Ilnosianar despertou de súbito, como se lhe tivessem dado um banho de água fria, e pôs-se de pé com um salto. Afastou-se vários passos e mirou as duas ninfas. O som de água continuava a ecoar, invocando as ondas do mar, o grito das cascatas, o movimento dos glaciares. 

No momento em que a primeira ninfa esboçava um esgar de raiva que revelava dentes afiados, e dos dedos lhe cresciam unhas tão mortais quão estiletes, ambas explodiram – uma em múltiplas gotículas de água, outra desfazendo-se em partículas negras que caíram sobre as ervas, corroendo-as e deixando no ar um fedor que Ilnosianar reconheceu das descrições dos livros. 

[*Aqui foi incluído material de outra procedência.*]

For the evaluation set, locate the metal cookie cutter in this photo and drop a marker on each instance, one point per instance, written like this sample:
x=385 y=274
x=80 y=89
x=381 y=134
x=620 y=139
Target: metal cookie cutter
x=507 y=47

Aquela criatura estava muito longe de ser uma ninfa. Era, sim, um devorador de almas, que se aproveitara do decair do luar e do consequente fraquejar das protecções mágicas daquela terra para se infiltrar. E estivera tão perto de o devorar. 

Contemplou o solo, que agora sorvia as gotas de água da sua ninfa, e mordeu o lábio inferior, por impulso, impedindo-o de tremer. Acocorou-se. 

– Obrigado – sussurrou, afagando a terra, esperando que ela ainda conseguisse sentir o seu carinho. As lágrimas correram-lhe pelo rosto e juntaram-se à ninfa que se sacrificara para o salvar. – Odorhonirien ë lio emos, calyahne sa juved sise niadin’se. (1)

Desse trágico dia em diante, Ilnosianar não passou uma noite sem se sentar à beira do lago, esperando-a, pacientemente. Um dia, cada uma daquelas gotículas reunir-se-ia para a reconstituir, e talvez a ninfa vogasse até às Lágrimas da Deusa, para se voltarem a abraçar. 



1 - Aguardarei o teu retorno, além da vontade dos deuses.